The folks over at Deadspin have left the building. They quit, rather than being subject to the oppressive agenda set by their corporate overlords: "Stick to sports." While it is quite true that Deadspin is predominately a web site filled with sports content, including Major League Soccer updates, and has a masthead that reads, "Sports News Without Access, Favor, Or Discretion."
I write about sports, even though my masthead says something about short attention span theater. My audience will, from time to time, weigh in on the subject matter upon which I choose to prattle. "We like the funny stuff," say many. Others like to remind me that they prefer it when I tell stories in which they themselves appear. It is not very often that I get a request for "more sports." Of course, none of these folks are paying for the privilege of reading my prattlings. Which may explain why the Deadspin staff started feeling the heat after one of their writers, Laura Wagner, decided to write an article biting the hand that nominally fed them. The upshot being that it seems as though the content-makers were less than satisfied with the new CEO laying off a number of employees all the while filling executive positions with cronies from his previous stints at Forbes and Playboy. For those of you unfamiliar with those two publications, they do not feature sports as their bread and butter.

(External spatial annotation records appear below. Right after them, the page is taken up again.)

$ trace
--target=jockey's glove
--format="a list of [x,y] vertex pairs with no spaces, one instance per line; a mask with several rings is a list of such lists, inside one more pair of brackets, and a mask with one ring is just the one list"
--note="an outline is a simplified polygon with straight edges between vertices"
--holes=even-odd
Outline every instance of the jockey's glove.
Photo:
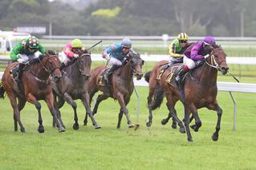
[[25,61],[22,58],[18,58],[17,61],[19,63],[23,63]]

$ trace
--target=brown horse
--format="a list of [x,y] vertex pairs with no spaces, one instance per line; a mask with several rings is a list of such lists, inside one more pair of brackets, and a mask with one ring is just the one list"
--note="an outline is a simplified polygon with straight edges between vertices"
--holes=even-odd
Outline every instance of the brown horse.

Which doesn't mean that the line gets blurred from time to time. Sports paints a pretty wide stripe down the middle of our country, sometimes we find ourselves on one side or the other and on those happy rare occasions we find common ground smack on that stripe.

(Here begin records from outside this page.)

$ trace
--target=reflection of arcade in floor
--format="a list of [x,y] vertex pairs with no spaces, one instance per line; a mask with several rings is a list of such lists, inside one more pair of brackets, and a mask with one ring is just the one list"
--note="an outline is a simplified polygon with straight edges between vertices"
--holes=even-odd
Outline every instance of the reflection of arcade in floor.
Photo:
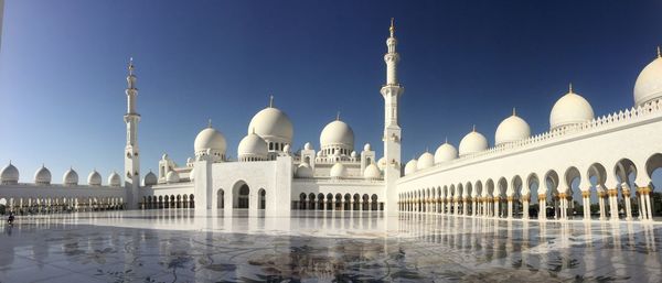
[[299,200],[292,202],[295,210],[384,210],[384,203],[377,199],[377,195],[363,194],[324,194],[318,195],[301,193]]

Last week, when the "president" decided to pop by Game Five of the World Series, the crowd turned more or less as one and booed. For that moment, the wide world of sports and the not quite as wide world of politics coalesced. Baseball fans resented the insinuation of this great orange distraction into their national pastime. The fact that their derisive cheers were louder than that for the opposing team suggested that we, as a nation, care about a number of things all at the same time. We don't need to have our news, weather and sports separated in the manner we find in TV dinners. And maybe we don't need the corporate pinheads from Forbes silencing editorial viewpoints that may make it difficult to get a tee time at Mar-A-Lago. And for those who quit Deadspin in solidarity, I offer this cribbed version of the Olympic Motto: "The most important thing in the journalism is not to win but to take part, just as the most important thing in life is not the triumph but the struggle. The essential thing is not to have conquered but to have fought well."
Keep fighting the good fight.
The Nationals won the World Series, four games to three. And even though he wasn't in attendance, the "president" was still booed during the video presentation of the game in Washington D.C.